According to Reuters, “England has managed to trace just one non-household contact – someone who doesn’t live with the infected person – for every two identified cases of COVID-19. That compares to over 20 contacts for each single case in Singapore and Taiwan, according to studies.”

President Jair Bolsonaro and former minister of citizenship, Osmar Terra, on the Planalto Palace in Brasilia, on August 28, 2019.
President Jair Bolsonaro and former minister of citizenship, Osmar Terra, on the Planalto Palace in Brasilia, on August 28, 2019.

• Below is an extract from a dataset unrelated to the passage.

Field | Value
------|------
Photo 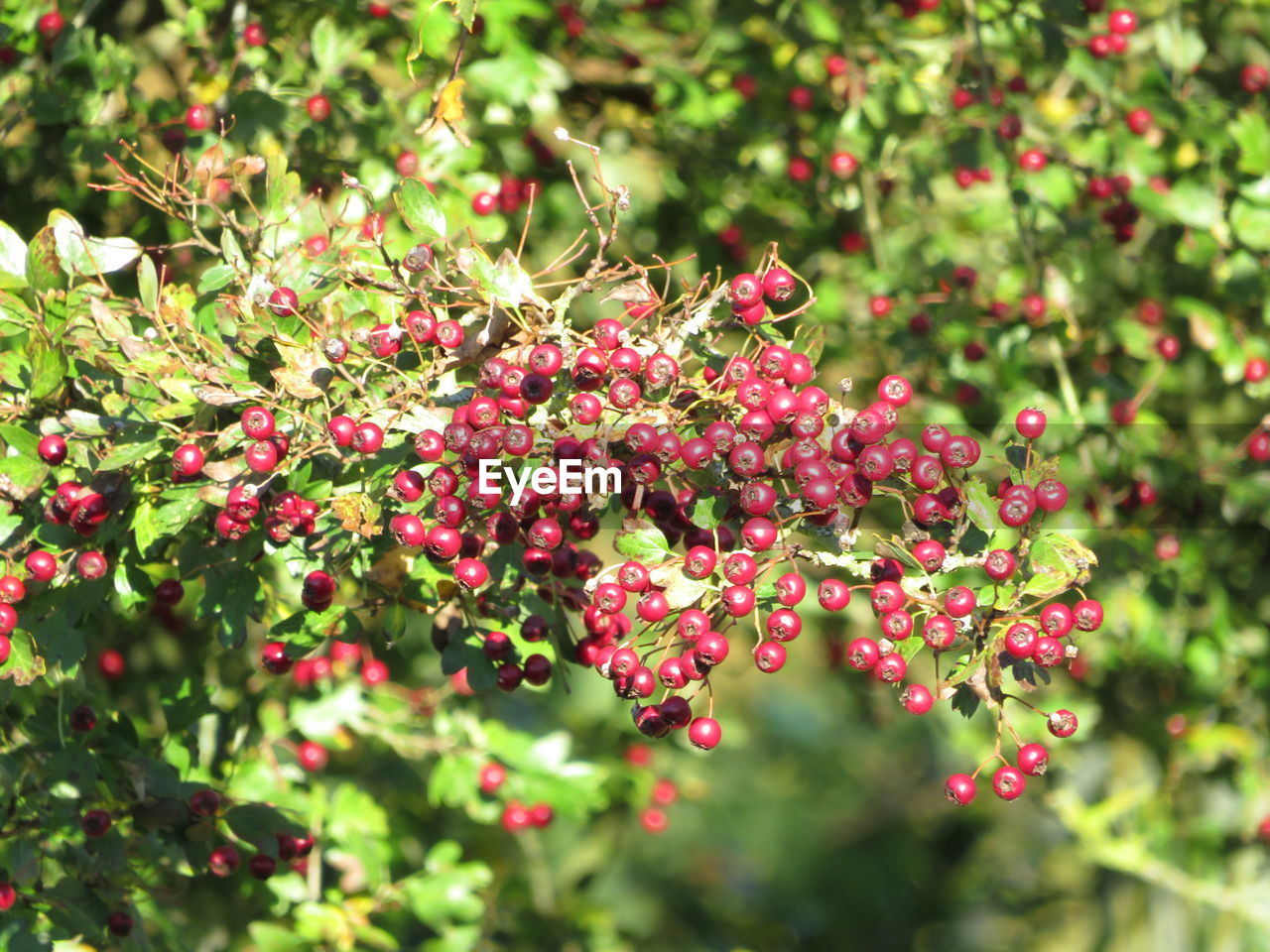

Osmar Terra’s recent tweet was not the first time the former Brazilian citizenship minister has made inaccurate predictions or disseminated false information about the coronavirus pandemic. In April 2020, the fact checking agency Agencia Lupa rejected as false his claims that the Netherlands had passed the peak and reached the end of the COVID-19 pandemic without closing any stores.

Terra left the Ministry of Citizenship on February 14, 2020, due to a restructuring of the government by Bolsonaro. He is currently a congressman. On his YouTube channel, which he launched recently to “give correct information” to his viewers, Terra noted that “the vaccine is extremely important … but the vaccine won’t come in enough quantity or enough time to end the pandemic now.”

Like Bolsonaro, he has publicly defended the use of chloroquine and hydroxychloroquine – the anti-malaria drug that has not been proven effective in the treatment of COVID-19. In November 2020, Terra announced he had tested positive for COVID-19 and had started treatment with hydroxychloroquine and ivermectin, an anti-parasite medication.

As Polygraph.info reported in January, the Brazilian government heavily pushed for “early treatments” of COVID-19 with hydroxychloroquine and ivermectin and neglected basic measures for fighting the pandemic. In the city of Manaus, which ran out of oxygen tanks that month, Amandia Sousa, a researcher from the Fiocruz Amazonia public health research center and member of the Brazilian Association of Public Health (ABRASCO), said the idea of early treatment has become ingrained in people because of disinformation.

Brazil’s health ministry also “set up and financed a task force of doctors defending what they call ‘early treatment’ of COVID-19 to visit Units Basic Health in the Amazonian capital,” and pressured Manaus city officials to distribute medications like hydroxychloroquine and ivermectin to patients, Folha de Sao Paulo reported.

Bolsonaro initially said he would not buy COVID-19 vaccines from China, even though Brazil’s ministry of health announced the purchase of 46 million doses of China's CoronaVac vaccine in October, while Instituto Butantan, one of the world’s leading scientific centers, has received doses of CoronaVac. Bolsonaro walked back his statement the following month, saying Brazilian institutions could buy Chinese vaccines.

But less than a month after launching coronavirus vaccinations in the country, Bolsonaro announced a new treatment for the virus just as vaccine stocks started running out. The president said on Twitter on February 15 that he was requesting emergency use for an Israeli nasal spray after a call with Prime Minister Benjamin Netanyahu.

According to AFP, the spray has undergone Phase One testing at Tel Aviv’s Ichilov Medical Center, where 30 patients with moderate to severe cases of COVID-19 used it, 29 of whom were released from the hospital in three to five days. But those findings have yet to be peer-reviewed, and it is unclear if the test had control groups who received a placebo.

Terra’s comments questioning the efficacy of lockdowns align with the views of Bolsonaro, who has attended anti-lockdown protests.

The lack of a coordinated national plan in Brazil to fight COVID-19 has left local administrators to cope on their own and contributed to the country having the third-highest number of cases – 9.9 million – after the United States and India, respectively.